Topfer visiona la pellicola: sono le riprese del suo assassinio. Un uomo, a lui del tutto sconosciuto, gli spara in una sala della villa. Ritrovano la fanciulla ancora priva di sensi e la portano nella villa. Lei ha perso la memoria. Riemerge solo qualche immagine. Come se non bastasse, c’è un altro fatto inspiegabile: la bobina è stata realizzata con un materiale non ancora in commercio. Topfer è un uomo potente, che ha peso all’interno di una fantomatica struttura di controllo centrale e dopo brevi ricerche riesce a individuare il potenziale assassino. Si tratta del proprietario di un’azienda operante nel ramo del turismo, tale Hervé Breton, presidente della società Sole e Natura (sic!). L’uomo, interpretato da Jean Rochefort, a sua volta non conosce Topfer. Questi, pur restando scettico su tutta la faccenda, fa sequestrare il suo possibile killer e lo tiene sotto sorveglianza nella villa. Qui, nel frattempo, la fanciulla rivede a tratti scene di un suo passato recente, sostenendo di essere tornata a casa. In seguito, sarà chiaro che in passato i due sono stati amanti, anche se questo ricordo non appartiene a Topfer. È della partita anche un computer centrale, che ricorda l’Hal 9000 kubrickiano per le funzioni di supervisore. Una meraviglia della scienza e della tecnica naturalmente di proprietà di Topfer.
Da lì in avanti, la trama condurrà inesorabilmente alla morte di Topfer, perché proprio le mosse di questi per prevenire il suo assassinio creeranno le condizioni per il tragico finale. Quasi finale, perché ci rivelerà la perfetta circolarità degli eventi narrati.
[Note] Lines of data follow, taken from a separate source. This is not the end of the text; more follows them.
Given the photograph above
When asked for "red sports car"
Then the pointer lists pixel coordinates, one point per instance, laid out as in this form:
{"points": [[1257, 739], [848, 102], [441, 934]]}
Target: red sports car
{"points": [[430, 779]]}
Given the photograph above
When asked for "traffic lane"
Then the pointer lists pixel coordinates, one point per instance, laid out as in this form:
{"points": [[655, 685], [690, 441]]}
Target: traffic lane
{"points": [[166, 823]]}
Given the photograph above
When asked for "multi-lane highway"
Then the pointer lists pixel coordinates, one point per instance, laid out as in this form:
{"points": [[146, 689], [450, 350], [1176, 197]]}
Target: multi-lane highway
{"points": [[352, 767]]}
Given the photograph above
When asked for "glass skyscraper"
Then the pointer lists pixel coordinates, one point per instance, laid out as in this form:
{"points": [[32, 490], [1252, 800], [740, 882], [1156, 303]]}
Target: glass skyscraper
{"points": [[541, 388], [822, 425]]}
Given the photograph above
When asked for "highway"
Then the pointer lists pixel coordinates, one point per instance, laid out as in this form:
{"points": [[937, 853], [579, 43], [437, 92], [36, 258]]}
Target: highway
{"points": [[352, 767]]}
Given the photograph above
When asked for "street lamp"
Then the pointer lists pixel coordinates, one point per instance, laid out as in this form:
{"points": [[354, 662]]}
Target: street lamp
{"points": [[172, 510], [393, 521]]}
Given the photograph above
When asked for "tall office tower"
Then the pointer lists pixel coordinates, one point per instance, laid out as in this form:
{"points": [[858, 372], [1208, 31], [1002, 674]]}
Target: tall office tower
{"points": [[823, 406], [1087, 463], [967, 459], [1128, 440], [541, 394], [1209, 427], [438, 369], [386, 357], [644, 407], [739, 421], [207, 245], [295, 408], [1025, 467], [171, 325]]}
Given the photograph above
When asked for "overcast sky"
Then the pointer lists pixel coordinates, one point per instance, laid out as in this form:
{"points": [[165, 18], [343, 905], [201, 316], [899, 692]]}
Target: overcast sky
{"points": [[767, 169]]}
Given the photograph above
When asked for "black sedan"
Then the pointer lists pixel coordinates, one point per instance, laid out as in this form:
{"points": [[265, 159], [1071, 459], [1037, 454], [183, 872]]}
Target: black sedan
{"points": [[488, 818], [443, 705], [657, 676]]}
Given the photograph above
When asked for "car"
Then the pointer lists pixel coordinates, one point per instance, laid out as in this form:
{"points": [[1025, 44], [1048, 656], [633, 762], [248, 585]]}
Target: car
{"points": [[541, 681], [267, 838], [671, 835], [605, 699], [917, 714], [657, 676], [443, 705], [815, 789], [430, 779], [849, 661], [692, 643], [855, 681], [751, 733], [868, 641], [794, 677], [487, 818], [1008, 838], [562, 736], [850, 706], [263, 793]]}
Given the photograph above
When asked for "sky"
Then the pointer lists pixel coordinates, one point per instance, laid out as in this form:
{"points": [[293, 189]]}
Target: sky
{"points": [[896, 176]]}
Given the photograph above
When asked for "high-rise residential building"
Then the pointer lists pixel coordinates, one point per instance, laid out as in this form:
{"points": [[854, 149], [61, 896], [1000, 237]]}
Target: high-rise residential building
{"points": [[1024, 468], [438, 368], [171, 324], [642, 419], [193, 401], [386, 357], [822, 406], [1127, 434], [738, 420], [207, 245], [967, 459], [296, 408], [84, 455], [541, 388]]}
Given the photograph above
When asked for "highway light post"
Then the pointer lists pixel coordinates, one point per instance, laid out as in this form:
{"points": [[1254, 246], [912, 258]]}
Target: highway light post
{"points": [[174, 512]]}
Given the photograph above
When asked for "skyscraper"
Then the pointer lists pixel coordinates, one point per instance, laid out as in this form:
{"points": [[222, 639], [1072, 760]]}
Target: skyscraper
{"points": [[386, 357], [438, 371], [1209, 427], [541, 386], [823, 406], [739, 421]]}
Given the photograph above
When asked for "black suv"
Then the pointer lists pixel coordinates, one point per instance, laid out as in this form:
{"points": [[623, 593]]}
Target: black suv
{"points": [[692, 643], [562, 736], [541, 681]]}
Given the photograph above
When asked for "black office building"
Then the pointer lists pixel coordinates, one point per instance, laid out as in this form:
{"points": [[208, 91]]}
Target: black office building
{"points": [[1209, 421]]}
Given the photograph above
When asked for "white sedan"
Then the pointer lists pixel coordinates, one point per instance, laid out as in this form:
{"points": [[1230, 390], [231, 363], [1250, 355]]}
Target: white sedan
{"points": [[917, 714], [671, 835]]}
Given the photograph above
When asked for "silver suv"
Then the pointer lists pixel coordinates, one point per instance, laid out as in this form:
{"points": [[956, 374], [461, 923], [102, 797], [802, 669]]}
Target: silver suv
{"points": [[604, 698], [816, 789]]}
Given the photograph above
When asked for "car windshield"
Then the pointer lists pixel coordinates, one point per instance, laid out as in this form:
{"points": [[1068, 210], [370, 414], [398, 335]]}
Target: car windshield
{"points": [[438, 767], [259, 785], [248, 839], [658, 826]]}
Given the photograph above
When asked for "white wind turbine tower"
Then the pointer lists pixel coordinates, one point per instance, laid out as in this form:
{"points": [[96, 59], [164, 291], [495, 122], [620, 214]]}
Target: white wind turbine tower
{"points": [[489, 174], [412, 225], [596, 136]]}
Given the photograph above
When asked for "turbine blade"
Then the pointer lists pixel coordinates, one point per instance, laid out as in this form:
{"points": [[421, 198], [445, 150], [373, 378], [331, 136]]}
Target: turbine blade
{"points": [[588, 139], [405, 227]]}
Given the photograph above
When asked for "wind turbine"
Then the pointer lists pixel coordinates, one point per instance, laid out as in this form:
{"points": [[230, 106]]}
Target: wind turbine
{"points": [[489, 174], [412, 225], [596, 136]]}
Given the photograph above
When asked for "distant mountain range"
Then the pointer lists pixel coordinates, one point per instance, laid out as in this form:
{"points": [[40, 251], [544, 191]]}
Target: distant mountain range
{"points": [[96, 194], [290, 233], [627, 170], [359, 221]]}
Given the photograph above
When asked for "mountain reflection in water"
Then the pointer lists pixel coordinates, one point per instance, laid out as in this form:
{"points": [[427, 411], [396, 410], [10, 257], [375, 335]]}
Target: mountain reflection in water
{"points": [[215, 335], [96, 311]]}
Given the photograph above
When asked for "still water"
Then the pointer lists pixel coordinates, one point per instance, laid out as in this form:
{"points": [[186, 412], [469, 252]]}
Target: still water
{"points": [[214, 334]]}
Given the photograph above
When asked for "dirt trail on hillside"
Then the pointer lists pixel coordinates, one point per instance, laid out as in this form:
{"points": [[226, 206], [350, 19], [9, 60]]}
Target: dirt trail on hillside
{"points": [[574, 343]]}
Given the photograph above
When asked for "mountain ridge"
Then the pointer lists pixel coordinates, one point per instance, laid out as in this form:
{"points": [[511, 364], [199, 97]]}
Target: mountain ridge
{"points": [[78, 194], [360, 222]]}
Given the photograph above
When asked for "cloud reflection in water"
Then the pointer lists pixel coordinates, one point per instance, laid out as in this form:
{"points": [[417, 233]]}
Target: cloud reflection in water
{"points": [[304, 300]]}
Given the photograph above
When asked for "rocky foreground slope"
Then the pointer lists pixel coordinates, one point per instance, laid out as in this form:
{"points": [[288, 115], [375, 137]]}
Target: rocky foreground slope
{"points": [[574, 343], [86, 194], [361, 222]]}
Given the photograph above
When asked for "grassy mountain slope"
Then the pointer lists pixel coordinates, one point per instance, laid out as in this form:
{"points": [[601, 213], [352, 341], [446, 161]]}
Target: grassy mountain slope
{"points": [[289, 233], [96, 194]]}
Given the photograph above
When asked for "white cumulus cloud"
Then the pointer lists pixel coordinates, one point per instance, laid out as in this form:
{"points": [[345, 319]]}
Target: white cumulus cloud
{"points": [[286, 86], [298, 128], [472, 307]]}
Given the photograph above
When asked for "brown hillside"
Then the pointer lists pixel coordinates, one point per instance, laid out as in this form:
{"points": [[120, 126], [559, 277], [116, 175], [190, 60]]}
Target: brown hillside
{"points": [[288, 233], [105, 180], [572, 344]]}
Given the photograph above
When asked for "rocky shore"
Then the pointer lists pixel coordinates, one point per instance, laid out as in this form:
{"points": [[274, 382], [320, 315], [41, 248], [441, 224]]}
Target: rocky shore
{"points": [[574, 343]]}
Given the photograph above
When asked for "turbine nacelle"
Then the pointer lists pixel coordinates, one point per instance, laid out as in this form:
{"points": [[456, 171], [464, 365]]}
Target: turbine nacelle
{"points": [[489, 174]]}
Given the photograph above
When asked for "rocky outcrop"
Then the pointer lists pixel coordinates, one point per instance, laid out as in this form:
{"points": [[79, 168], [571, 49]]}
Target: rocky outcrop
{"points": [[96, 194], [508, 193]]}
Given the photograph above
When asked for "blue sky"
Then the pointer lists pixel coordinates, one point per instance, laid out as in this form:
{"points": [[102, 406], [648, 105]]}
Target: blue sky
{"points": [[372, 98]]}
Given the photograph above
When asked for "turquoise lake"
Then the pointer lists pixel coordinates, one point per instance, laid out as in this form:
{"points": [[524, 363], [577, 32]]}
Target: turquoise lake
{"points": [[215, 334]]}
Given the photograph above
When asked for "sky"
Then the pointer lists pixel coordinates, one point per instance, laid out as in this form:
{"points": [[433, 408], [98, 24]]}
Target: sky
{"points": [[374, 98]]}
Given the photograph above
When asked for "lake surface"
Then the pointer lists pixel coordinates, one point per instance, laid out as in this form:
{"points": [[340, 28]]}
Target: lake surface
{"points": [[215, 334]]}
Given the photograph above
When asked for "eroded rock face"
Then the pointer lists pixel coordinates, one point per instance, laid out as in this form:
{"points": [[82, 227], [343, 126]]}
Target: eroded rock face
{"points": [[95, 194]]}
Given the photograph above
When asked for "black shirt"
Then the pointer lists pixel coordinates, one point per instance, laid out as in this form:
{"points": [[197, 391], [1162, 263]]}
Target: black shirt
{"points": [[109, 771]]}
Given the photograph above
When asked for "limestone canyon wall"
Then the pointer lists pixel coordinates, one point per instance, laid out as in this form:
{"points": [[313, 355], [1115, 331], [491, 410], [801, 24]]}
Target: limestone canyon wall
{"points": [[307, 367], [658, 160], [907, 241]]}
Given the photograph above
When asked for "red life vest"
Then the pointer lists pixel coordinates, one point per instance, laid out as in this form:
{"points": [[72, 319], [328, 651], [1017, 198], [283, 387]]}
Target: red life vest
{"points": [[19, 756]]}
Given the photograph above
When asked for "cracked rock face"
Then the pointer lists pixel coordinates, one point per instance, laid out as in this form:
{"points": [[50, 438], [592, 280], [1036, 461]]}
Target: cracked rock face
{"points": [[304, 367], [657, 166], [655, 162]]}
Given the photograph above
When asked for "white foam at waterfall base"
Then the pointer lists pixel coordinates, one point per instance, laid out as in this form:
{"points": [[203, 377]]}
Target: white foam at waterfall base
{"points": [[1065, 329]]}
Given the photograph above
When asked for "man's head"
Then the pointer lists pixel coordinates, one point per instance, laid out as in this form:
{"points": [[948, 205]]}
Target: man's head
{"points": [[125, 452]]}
Un racconto fantastico, non privo di qualche ingenuità, con personaggi sufficientemente naturali, seppur stilizzati nei ruoli: la vittima annunciata, il possibile assassino, la donna misteriosa.
La chiave di tutto è la donna senza nome, che possiamo investire di molteplici significati, tutti plausibili, nessuno del tutto certo: viaggiatrice nel tempo o proveniente da un universo parallelo, veggente soprannaturale, fato, dispositivo narrativo, oppure, soprattutto, crocevia delle possibilità.
Il cinema, detto altrimenti.
- Adolfo Bioy Casares, L’invenzione di Morel, Sur, Roma, 2017.
- Jorge Luis Borges, Oral, Editori Riuniti, Roma, 1981.
- Gilles Deleuze, L’immagine-tempo, Einaudi, Torino, 2017.